Inferring bottom circulation based on sediment pattern distribution in the San José Gulf, Patagonia Argentina

Abstract

The goal of this work was to infer the spatio-temporal patterns of bottom circulation of San José Gulf (SJG), Patagonia, Argentina. The SJG is mainly affected by tidal circulation and presents two hydrographic domains. The Western Hydrographic Domain (WHD) presents vertically mixed waters year-round contrary to the seasonal stratified Eastern Hydrographic Domain (EHD), resulting in the formation of a thermal front between domains. Samples of sediments were collected in spring 2016 and summer 2017 at several locations to analyze the grain-size composition by means of laser diffractometry. A conceptual model of bottom hydrodynamics was inferred based on sediment's grain-size trends. Asymmetric dominant tidal currents affect bottom sediment distribution.

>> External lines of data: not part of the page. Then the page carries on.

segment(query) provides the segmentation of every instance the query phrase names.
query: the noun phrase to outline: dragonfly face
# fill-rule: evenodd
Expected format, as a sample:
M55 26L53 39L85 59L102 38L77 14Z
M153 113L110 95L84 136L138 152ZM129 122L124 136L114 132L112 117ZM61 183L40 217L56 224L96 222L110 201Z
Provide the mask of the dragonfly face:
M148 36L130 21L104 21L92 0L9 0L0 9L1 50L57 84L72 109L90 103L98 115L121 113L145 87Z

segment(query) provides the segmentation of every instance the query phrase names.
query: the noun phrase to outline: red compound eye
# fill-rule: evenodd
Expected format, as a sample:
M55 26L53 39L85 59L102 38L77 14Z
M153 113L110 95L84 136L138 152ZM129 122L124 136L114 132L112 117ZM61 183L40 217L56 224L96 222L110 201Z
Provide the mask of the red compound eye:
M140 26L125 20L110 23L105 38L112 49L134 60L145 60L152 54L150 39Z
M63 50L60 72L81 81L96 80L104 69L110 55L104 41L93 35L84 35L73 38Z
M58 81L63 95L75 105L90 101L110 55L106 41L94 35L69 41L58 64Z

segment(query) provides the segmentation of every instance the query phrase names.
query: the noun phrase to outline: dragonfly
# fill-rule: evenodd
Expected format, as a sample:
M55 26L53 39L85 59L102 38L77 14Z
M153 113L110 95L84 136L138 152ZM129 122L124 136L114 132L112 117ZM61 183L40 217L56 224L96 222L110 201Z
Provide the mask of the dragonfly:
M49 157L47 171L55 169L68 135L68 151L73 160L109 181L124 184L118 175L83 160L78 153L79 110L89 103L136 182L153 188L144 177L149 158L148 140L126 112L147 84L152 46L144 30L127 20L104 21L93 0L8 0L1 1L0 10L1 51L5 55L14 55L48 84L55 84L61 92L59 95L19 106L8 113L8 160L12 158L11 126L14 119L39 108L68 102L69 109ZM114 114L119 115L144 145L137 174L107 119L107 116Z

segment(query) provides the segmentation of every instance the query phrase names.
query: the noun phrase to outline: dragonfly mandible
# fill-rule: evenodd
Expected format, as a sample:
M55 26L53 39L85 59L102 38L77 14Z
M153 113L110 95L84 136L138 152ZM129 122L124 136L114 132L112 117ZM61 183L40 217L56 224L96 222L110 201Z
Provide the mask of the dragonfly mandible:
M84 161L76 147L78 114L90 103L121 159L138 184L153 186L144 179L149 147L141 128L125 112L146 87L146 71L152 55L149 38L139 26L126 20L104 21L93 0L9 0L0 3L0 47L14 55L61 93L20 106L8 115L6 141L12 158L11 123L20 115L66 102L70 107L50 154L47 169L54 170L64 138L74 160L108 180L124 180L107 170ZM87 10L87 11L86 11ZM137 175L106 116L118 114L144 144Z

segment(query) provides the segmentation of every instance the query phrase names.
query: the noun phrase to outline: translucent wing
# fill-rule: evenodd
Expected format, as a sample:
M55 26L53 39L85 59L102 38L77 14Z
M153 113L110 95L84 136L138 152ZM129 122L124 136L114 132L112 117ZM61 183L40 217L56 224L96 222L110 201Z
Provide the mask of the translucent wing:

A general northward sediment transport is dominant at the WHD, while at the EHD there is a seasonal shift in the transport direction. There, a net northward transport with a counterclockwise gyre dominates bottom hydrodynamics at the end of the thermal front formation, conditioned by residual currents. In contrast, a net southward circulation likely driven by strong westerly winds throughout autumn and winter prevails at the beginning of the water column stratification. The inferred sediment transport suggests a net loss of material that has to be recovered by tidal currents entering through the mouth and coastal sources as runoff, mudslides, and/or aeolian dust.